Second, China retains more barriers to this traditional trade than the U.S. and should work to bring its trade practices in line with world norms. The announcement by China to no longer require live animal testing for cosmetics imports is a good example of China reducing barriers and supporting humane policies as well. But despite improvements, China still lags in terms of openness. The World Bank tells us that China’s simple average tariff is 5.3%, the EU’s is 1.7%, and the U.S.’ is 2.9%, and even these figures mask unfair practices such as dumping. No one should be surprised there is resentment in Europe and the U.S. over this unevenness.

Third, U.S. national security concerns are legitimate and there should be measures in place that restrict Chinese tech firms access to the U.S. when necessary. But let’s limit these restrictions to security threats and allow Chinese firms to compete in other areas.

Fourth, concentration risk is primarily a commercial matter. Companies need to think through their exposure if they source exclusively or disproportionately from any one market. It behooves companies that source from China to develop an “insurance policy” by establishing alternative sources of production even if these alternatives are marginally more expensive. That marginal difference is the cost of insurance.

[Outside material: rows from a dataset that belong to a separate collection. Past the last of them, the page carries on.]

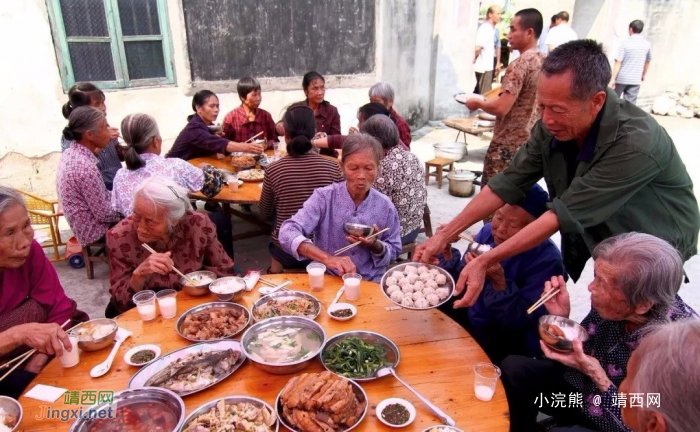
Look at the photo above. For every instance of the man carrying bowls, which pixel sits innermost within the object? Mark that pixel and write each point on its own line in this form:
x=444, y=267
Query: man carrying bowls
x=637, y=277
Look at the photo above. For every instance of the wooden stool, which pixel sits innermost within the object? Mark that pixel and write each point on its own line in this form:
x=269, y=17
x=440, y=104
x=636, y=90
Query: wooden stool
x=100, y=255
x=439, y=165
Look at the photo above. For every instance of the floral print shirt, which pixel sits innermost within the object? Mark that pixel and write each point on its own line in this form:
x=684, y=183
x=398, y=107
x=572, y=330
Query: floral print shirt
x=85, y=200
x=401, y=179
x=182, y=172
x=612, y=346
x=193, y=244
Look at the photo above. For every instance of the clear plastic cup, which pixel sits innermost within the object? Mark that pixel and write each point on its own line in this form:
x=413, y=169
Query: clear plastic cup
x=232, y=180
x=72, y=357
x=167, y=303
x=352, y=285
x=316, y=273
x=485, y=378
x=145, y=302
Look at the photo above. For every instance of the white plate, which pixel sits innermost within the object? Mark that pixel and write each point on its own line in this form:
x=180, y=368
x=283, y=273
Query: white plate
x=134, y=350
x=339, y=306
x=409, y=406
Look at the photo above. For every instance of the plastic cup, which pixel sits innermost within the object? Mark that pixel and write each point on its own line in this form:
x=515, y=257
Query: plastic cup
x=167, y=303
x=352, y=285
x=145, y=302
x=232, y=180
x=485, y=377
x=316, y=273
x=72, y=357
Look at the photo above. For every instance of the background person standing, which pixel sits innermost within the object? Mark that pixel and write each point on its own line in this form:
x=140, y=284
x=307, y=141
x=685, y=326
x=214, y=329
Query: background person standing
x=485, y=50
x=631, y=63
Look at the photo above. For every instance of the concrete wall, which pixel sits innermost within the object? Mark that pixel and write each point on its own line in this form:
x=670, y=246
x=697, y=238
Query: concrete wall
x=422, y=52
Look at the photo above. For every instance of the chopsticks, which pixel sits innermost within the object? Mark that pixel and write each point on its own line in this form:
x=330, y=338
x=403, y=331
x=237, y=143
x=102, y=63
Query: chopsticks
x=543, y=300
x=347, y=248
x=189, y=281
x=253, y=137
x=22, y=357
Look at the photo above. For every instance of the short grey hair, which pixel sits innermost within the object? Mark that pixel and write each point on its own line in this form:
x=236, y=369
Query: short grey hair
x=166, y=195
x=9, y=198
x=360, y=142
x=383, y=129
x=666, y=360
x=382, y=90
x=586, y=61
x=649, y=268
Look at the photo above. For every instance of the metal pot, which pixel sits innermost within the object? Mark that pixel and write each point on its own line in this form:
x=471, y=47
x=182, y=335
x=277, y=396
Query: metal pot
x=461, y=183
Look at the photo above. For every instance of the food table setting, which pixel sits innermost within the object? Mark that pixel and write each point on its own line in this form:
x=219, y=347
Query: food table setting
x=349, y=354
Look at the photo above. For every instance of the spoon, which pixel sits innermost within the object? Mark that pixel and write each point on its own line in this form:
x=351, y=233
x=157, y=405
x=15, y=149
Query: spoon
x=103, y=368
x=390, y=371
x=337, y=296
x=270, y=290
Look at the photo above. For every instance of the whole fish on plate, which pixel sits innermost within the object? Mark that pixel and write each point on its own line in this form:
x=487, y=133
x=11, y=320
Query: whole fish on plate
x=194, y=371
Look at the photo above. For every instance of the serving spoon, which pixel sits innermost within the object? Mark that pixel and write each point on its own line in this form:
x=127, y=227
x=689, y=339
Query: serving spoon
x=441, y=414
x=103, y=368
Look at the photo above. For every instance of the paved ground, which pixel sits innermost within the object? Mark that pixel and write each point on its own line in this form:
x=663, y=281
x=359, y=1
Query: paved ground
x=92, y=295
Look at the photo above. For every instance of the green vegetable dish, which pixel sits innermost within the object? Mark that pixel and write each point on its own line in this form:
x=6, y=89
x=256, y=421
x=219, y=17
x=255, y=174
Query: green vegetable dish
x=354, y=358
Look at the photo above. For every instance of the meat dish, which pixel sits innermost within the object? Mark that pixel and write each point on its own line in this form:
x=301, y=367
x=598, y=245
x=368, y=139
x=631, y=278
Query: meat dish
x=195, y=371
x=214, y=323
x=138, y=417
x=235, y=417
x=321, y=402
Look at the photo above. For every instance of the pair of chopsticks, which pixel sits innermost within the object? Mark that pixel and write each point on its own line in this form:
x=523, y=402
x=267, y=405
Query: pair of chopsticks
x=189, y=281
x=543, y=300
x=22, y=357
x=347, y=248
x=253, y=137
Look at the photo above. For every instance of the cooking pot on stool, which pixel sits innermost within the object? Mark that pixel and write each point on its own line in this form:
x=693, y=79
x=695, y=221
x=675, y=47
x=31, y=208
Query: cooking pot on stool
x=461, y=183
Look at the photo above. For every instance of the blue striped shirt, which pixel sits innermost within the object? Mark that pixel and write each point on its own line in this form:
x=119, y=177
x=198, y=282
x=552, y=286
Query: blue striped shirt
x=632, y=54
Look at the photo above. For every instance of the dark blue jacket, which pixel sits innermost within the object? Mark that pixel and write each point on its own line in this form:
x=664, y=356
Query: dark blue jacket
x=525, y=276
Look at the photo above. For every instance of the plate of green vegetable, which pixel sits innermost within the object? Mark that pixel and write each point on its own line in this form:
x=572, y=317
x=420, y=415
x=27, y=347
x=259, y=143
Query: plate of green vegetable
x=357, y=355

In sum, despite all the friction and complaints, it is in the U.S.’ interest to maintain a level of functionality in the relationship. Let’s keep U.S.-China trade in context and remember that it allows all participants to benefit. The double-edge nature of trade means that as we see more benefits from trade than ever before, we also see more trade problems than ever before.

China and the U.S. face a multi-faceted relationship, in which some elements are beneficial, some are competitive, and some might even be adversarial. But statecraft argues that we do what we can to enhance the beneficial relationship, making it perhaps a bit easier to contain and stabilize the other areas. In other words, a floor under the relationship is required.